There are certainly major predecessors to structured language. Body postures communicate mood and intention (dogs communicate dozens), and arm or face posture sequences provide even more bandwidth for broadcasting your feelings and intentions. Species-specific vocalizations get a big addition from culturally-defined “words” (whether signed or spoken) whose learned meaning depends much more on context. Next comes word combinations, such as short sentences. So far we’re mostly talking about what Derek Bickerton in 1990 called “protolanguage,” and this unstructured language (you can guess the meaning without any help from word order or inflections) is what you see in toddlers and speakers of pidgins (my halting German similarly lacks grammar).
Long sentences, however, are too ambiguous without some mutually understood conventions about internal structuring into phrases and clauses. A clause may be embedded in a phrase, and vice versa, ad infinitum. Such conventions constitute syntax and each dialect has a different way of doing things. “Universal grammar” is simply the tendency of all human groups to use a restricted set of structuring possibilities; not every scheme is possible, and that likely has something to do with the way in which the human brain is wired.
Once you have a syntax (kids pick them up between 18 and 36 months), you can convey complicated thoughts. And hopefully think them first, so as to avoid that blues lament about when “Your mind is on vacation but your mouth is working overtime.” It is this last step up to syntax that is the usual candidate for the mind’s big bang, not the language-lower-case stuff that, though essential, falls short of structuring per se. The British anthropologist Kenneth Oakley suggested in 1951 that the art-and-tools efflorescence might have been when fully modern language appeared on the scene. To quote Bickerton, “Only language [he means, in this case, syntax] could have broken through the prison of immediate experience in which every other creature is locked, releasing us into infinite freedoms of space and time.”

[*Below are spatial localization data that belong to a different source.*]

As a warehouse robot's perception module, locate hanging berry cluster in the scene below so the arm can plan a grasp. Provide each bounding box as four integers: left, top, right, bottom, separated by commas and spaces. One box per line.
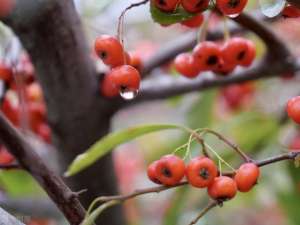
147, 155, 260, 201
95, 35, 141, 99
174, 37, 256, 78
0, 55, 51, 165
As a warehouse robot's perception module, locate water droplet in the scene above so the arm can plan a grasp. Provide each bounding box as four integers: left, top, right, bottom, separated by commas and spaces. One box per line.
120, 88, 139, 100
227, 13, 240, 18
259, 0, 286, 18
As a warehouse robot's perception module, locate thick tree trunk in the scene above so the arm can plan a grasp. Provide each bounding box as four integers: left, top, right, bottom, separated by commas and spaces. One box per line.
2, 0, 125, 225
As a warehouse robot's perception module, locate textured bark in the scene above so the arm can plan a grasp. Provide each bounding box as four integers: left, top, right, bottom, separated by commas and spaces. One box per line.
5, 0, 125, 225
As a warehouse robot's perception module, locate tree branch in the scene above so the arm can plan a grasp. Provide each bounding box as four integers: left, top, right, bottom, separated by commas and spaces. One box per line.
0, 208, 25, 225
0, 112, 85, 225
97, 151, 300, 202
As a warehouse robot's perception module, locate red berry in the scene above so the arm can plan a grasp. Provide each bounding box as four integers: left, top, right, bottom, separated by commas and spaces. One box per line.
234, 163, 260, 192
193, 41, 221, 70
286, 96, 300, 124
0, 0, 15, 18
289, 134, 300, 151
95, 35, 126, 67
185, 157, 218, 188
147, 161, 161, 184
207, 176, 237, 201
239, 40, 256, 67
174, 53, 200, 78
155, 155, 185, 186
181, 0, 209, 13
100, 74, 120, 98
222, 37, 251, 65
0, 146, 15, 165
0, 62, 13, 82
282, 5, 300, 18
129, 52, 143, 71
216, 0, 248, 16
151, 0, 180, 12
181, 14, 204, 28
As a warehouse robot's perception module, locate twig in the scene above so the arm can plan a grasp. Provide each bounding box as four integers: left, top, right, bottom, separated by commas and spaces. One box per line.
97, 151, 300, 202
189, 201, 219, 225
203, 128, 252, 162
0, 112, 85, 225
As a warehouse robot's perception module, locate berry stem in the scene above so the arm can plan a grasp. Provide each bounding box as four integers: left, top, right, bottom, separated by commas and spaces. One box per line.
202, 128, 253, 162
189, 201, 219, 225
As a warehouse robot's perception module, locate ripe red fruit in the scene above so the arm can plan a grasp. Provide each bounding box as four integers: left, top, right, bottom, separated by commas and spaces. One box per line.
129, 52, 143, 71
222, 37, 253, 65
286, 96, 300, 124
0, 146, 15, 165
0, 0, 15, 18
174, 53, 200, 78
282, 5, 300, 18
155, 155, 185, 186
107, 65, 141, 91
193, 41, 221, 70
94, 35, 126, 67
181, 14, 204, 28
239, 40, 256, 67
216, 0, 248, 16
0, 62, 13, 82
185, 157, 218, 188
207, 176, 237, 201
181, 0, 209, 13
100, 74, 120, 98
234, 163, 260, 192
151, 0, 180, 12
147, 161, 161, 184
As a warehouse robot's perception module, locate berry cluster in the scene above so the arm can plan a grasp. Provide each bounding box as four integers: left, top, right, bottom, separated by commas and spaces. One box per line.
174, 37, 256, 78
95, 35, 141, 99
0, 55, 51, 143
151, 0, 248, 17
147, 155, 260, 201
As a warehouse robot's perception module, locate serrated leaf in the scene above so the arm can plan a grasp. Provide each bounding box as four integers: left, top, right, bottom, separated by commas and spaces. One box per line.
65, 124, 184, 176
150, 4, 195, 25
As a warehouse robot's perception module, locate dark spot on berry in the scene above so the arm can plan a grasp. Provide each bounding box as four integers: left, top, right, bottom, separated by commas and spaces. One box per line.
99, 51, 107, 59
158, 0, 167, 5
228, 0, 240, 8
161, 168, 172, 177
236, 51, 246, 60
195, 0, 204, 8
206, 55, 218, 66
199, 168, 209, 180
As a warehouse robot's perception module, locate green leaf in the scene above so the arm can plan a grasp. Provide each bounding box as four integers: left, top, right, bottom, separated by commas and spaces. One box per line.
150, 4, 195, 25
65, 124, 184, 176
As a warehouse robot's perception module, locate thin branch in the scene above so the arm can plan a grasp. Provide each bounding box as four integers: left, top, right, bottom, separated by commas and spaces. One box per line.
189, 201, 219, 225
97, 151, 300, 202
0, 112, 85, 225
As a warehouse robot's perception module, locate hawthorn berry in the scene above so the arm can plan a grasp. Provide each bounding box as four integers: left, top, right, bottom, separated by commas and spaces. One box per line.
193, 41, 221, 70
100, 73, 120, 98
174, 53, 200, 78
181, 14, 204, 28
0, 146, 15, 165
207, 176, 237, 201
185, 157, 218, 188
234, 163, 260, 192
94, 35, 126, 67
216, 0, 248, 16
282, 5, 300, 18
0, 62, 13, 82
222, 37, 251, 65
286, 96, 300, 124
147, 161, 161, 184
181, 0, 209, 13
151, 0, 180, 12
155, 155, 185, 186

And the mental machinery for syntax is likely shared, at least in part, with music beyond rhythm, planning beyond the predictable seasons, and the logical chaining of ideas - all things that involve the novel, not just learned repetitions like singing the national anthem for the Nth time. Novel structured stuff is what we usually call “higher intellectual function.” Pay via natural selection for one functionality like planning or language (or maybe even something like precision throwing), and you may get the others mostly “for free.”
Whatever economist said that “There are no free lunches” obviously didn’t read Darwin and his successors. There is a great deal of multiple use in evolution and you can see a reminder on many a street corner. Those curb cuts were paid for by the wheelchair considerations but they are largely used - and for free - by suitcases and skateboards, bicycles and tricycles. Bickerton and I address some of the possible preadaptations for syntax in our Lingua ex Machina book (MIT Press 2000).
At the stage of protolanguage, pace Phil Lieberman, the speed of articulation or the duration capacity of the buffer may not be important. Indeed it is useful to imagine a version of structured thought that is too slow for repartee. It might be handy when you have time to think about things overnight, and so it can influence agendas and contingent planning - but even if you could speak a novel sentence aloud, no one might be able to interpret it without thinking about it overnight. Conversational language may not have been the first “killer application” of structured thought, but rather something closer to the contingency or precision aspects of plan-ahead.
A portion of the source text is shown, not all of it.